Posts Tagged Twitter
Is 2010 the Year of Curation?
Posted by tloverro in Marketing, Technology, Venture Capital on August 9, 2010

Complex and Overwhelming

Simple and Welcoming
We see certain themes that come through the startup & venture community that define periods of time. These themes are often illuminated by successful pioneers, such as YouTube : user generated content, Facebook : social networking, Zynga : social gaming, Gilt Groupe : flash sales, Groupon : locals deals. I have noticed another theme recently that I believe deserves attention: Curation.
Curation is the act of making the internet less intimidating to end users.
Jetsetter is perfect example of curation and executed brilliantly as well. Booking travel can be particularly overwhelming. If I am looking to to Italy for instance, what cities should I go to? What hotels should I stay in? Where do I even begin researching something like that. We’ll each likely have a different answer to that last question and that’s where Jetsetter comes in. Because Jetsetter has a target audience in mind (affluent, luxury-seeking, but still budget conscious), they can cater to this one crowd.

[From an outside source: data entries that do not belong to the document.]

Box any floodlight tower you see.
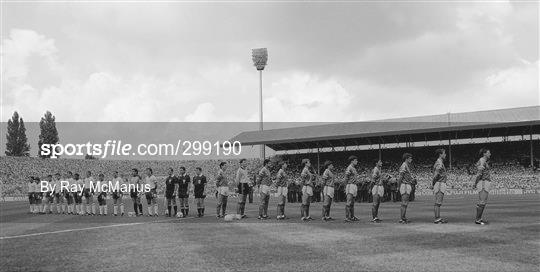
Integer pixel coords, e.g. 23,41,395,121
251,48,268,160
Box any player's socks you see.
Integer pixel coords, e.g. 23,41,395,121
476,205,484,221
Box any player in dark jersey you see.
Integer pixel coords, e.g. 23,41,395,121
112,171,126,216
129,168,143,216
165,167,178,217
276,162,289,220
473,148,491,225
193,167,206,217
96,173,109,216
430,149,448,224
322,161,335,221
177,166,191,217
371,160,384,223
257,159,272,220
235,159,252,218
398,153,413,224
300,159,315,221
345,156,358,222
216,162,229,218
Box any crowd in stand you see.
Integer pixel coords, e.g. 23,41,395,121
0,142,540,202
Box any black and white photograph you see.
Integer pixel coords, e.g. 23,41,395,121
0,0,540,272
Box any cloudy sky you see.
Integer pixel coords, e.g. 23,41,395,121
1,1,540,122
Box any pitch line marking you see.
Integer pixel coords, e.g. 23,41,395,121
0,217,195,241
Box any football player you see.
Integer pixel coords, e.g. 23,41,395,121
141,167,159,216
235,159,251,218
73,173,84,215
345,156,358,222
165,167,178,217
193,167,206,217
112,171,125,216
276,162,289,220
473,148,491,225
257,159,272,219
84,171,96,215
398,153,414,224
27,177,36,213
34,177,43,213
322,161,335,221
53,173,66,214
300,159,315,221
216,162,229,218
64,171,75,214
371,160,384,223
129,168,142,216
177,166,191,217
96,173,108,216
430,149,448,224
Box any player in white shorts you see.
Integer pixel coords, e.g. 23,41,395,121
345,156,358,222
84,171,96,215
96,173,109,216
216,162,229,218
235,159,251,218
276,162,289,220
474,148,491,225
300,159,315,221
431,149,448,224
398,153,414,224
257,159,272,220
144,167,159,216
322,161,335,221
371,160,384,223
112,171,126,216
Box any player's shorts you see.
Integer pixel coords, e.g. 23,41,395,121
165,191,175,199
371,184,384,196
476,180,491,193
145,190,156,200
178,191,189,198
98,193,107,205
129,191,139,198
345,183,358,197
433,182,446,194
261,185,270,195
83,188,92,198
238,182,249,195
399,183,412,195
302,185,313,196
323,186,334,198
217,186,229,196
113,192,122,199
276,186,289,197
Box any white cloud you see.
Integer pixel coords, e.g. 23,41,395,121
2,29,57,81
250,72,353,122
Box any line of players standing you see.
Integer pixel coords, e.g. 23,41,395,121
28,149,491,225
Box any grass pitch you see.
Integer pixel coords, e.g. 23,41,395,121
0,195,540,271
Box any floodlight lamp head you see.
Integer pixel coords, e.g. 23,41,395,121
251,48,268,71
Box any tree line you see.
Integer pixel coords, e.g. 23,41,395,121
5,111,60,158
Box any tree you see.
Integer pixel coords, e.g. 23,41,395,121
38,111,60,158
5,112,30,157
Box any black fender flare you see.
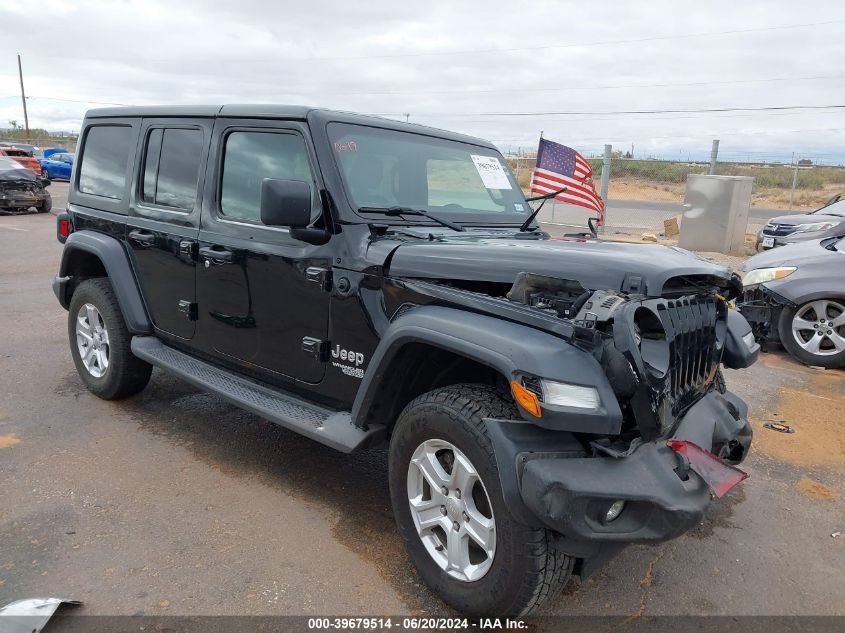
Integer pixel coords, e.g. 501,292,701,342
53,230,153,334
722,309,760,369
352,306,622,434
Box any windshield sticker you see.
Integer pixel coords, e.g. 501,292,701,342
470,154,511,189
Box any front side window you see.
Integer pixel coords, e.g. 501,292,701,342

They deliver deal after tempting deal, doing all the work for you. You don’t have to spend a week wading through the bog that is TripAdvisor or, God forbid, dead tree travel guides. Jetsetter says, “We know who you are and why you’re here so we’ve selected a few awesome resorts and hotels around the world.” This model inverts the travel business model everyone else has. Orbitz and their ilk assume you you know when and where you want go. But why? What a silly assumption. Unless we are traveling for business, at some point we make must make a decision on where to travel for pleasure, therefore there must exist a point at which we don’t know where we want to go. At the end of the day, all of the options Orbitz, Hotels.com and TripAdvisor present are way too much work relative to my inherent preference for utter laziness. Very much in alignment with my golden 80/20 rule (20% of features deliver 80% of value), Jetsetter says “The hell with customization, here are your goddam deals and you’ll like ‘em.” It’s a very Apple-esque model (Apple doesn’t have 15 models of phones, they essentially sell one) and I love it. Please do the work for me. That’s why I am paying you anything. Don’t just give me a bunch of search algorithms, please deliver real value. I am a lazy human, not an always-optimizing robot.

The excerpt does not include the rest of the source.